When transit services are running every 30 minutes or worse, you can’t assume they connect with each other just because they cross on the map. Schedules need to be coordinated to make connections at low frequencies possible. The only technique that does this comprehensively is called a pulse or timed transfer.
A pulse is a regularly scheduled event, usually happening at the same time each hour, in which transit vehicles from a range of routes — usually running every 30 or 60 minutes — are scheduled to all meet together. A group of hourly local routes, for example, might all come to the pulse point between :22 and :25 after the hour and leave at :30. That way, nobody has to wait more than 8 minutes for a connection even though the services in question are hourly.
Often, pulses are organized around a main transit line, such as a trunk bus or rail line that takes you to a nearby larger city. In these cases, the main line vehicle usually doesn’t dwell as the local buses do, since it’s the most crowded service and hence the most speed-sensitive. Instead, the locals arrive a few minutes before the trunk passes through, and leave a couple of minutes after.
Pulses are the only way to provide connection wait times that are much, much better than the frequency of the services involved. A pure pulse is also equally convenient for connections between any pair of lines, and thus for travel in any direction.
For this reason they are used almost universally, in North America, in small-city networks where frequencies are low and often also in suburban areas of large cities. If you’re in a North American suburb or small city and see a large number of buses hanging out together on a street corner, you’re probably watching a pulse.
I was introduced to pulse scheduling in Portland at a tender age. I was a teenage transit geek then an undergraduate working part time at TriMet, the transit agency. This happened to be the period (1979-85) when the lattice of suburban pulse networks was being constructed.
We spent a lot of time thinking about how the pulses interact with each other. For example, if you have a pulse of buses at Beaverton Transit Center at :05 and :35 past the hour, and one route goes from Beaverton to Sunset Transit Center in 12-14 minutes, how do you schedule the Sunset Transit Center pulse? Do you set it at :20 and :40, so that this connecting route can serve both pulses but with just a few minutes to spare? When this route is late, a lot of connections will be missed and a lot of people stranded. Or do we just set the Sunset pulse at :05 and :35, so that the bus linking the two transit centers has lots of spare time but now has too much time to kill and will tend to arrive inconveniently early for one pulse or the other. Or do we just accept that this line isn’t going to hit one or the other of the pulses precisely?

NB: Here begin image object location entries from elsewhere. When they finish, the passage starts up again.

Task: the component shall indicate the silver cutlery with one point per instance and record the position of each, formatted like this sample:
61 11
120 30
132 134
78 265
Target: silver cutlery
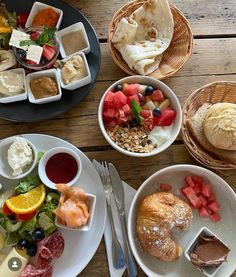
117 252
118 191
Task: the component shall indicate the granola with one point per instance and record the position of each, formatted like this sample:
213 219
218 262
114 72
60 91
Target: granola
132 139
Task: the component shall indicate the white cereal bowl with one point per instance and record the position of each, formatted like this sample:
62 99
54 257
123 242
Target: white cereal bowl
72 28
224 229
80 83
174 104
38 6
19 97
5 169
47 155
91 202
48 73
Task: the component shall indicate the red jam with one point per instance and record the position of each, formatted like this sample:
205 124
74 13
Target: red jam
61 168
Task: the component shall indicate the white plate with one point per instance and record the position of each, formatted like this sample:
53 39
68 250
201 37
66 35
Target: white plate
225 229
79 246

In lattices of multiple pulses, the travel times between the pulse points become critical. In this example, if Lines 1 and 2 have different travel times between the two pulse points, the timing may not work well for both of them. Good network design thinks about this problem as routes are being designed.
To do pulse scheduling, we have to plan the pulse schedule as we’re designing the network. In the two-pulse problem I outlined above, we will think hard about the line connecting the two pulses and ask if we can either make it a little shorter (so that it will get there more reliably in 15 minutes) or a little longer (so that it will get there in 30 minutes without so much time to spare). I have designed some large networks with multiple pulse points, all designed to work harmoniously. To do that, I’ve always designed lines between pulse points with the specific goal of making them a certain length.
Pulse scheduling requires an intimate two-way conversation between the planning and scheduling tasks, but not all public transit authorities are not set up to have this conversation. Sometimes, planning and scheduling are too far apart organizationally and become structurally incapable of noticing and exploiting pulse opportunities. In other cases, pulses may simply not be the prevailing habit; there may be nobody around who is in the position to suggest them.
The organizational challenge presented by pulsing is, to me, a positive feature of the concept. Better integration of planning, scheduling, and operations management has many benefits, and if the pulse challenge helps motivate an agency to get there, so much the better.
But pulse scheduling does have some practical limitations. In particular, it struggles in any environment where the running times are prone to vary a great deal.
Pulses are about managing a low-frequency network, so they aren’t generally needed in inner cities where frequencies are every 15 minutes or better. Pulses are almost universal in small-city design in North America, because most such cities have little traffic congestion and can therefore run a pulse reliably. The best big-city agencies also do some kind of pulse late at night, when their services are very infrequent.
But in the suburban areas of big cities, running times vary due to traffic congestion and pulse operations struggle. I suspect that the difficulty of guaranteeing pulses in these settings is the main reason that big suburban agencies are reluctant to advertise their pulsing too much. Small-city agencies, which don’t deal with such severe congestion, are more likely to emphasise that at the heart of their network, they have a pulse.
A lattice of interconnected pulse points, all beating as planned in unison or alternation in a pattern that repeats each hour, is a thing of beauty if you can visualize it, especially because if the motion of pulsing suggests the movement of blood through the heart. It’s like watching the inner life of a large multi-hearted organism. This can be a nice metaphor for other kinds of thinking about your city.
1 Ross R. Maxwell, “Converting a Large Region to a Pulsed-Hub Public Transport Network.” Transportation Research Record, paper 03-4020, p 128. Original paper here.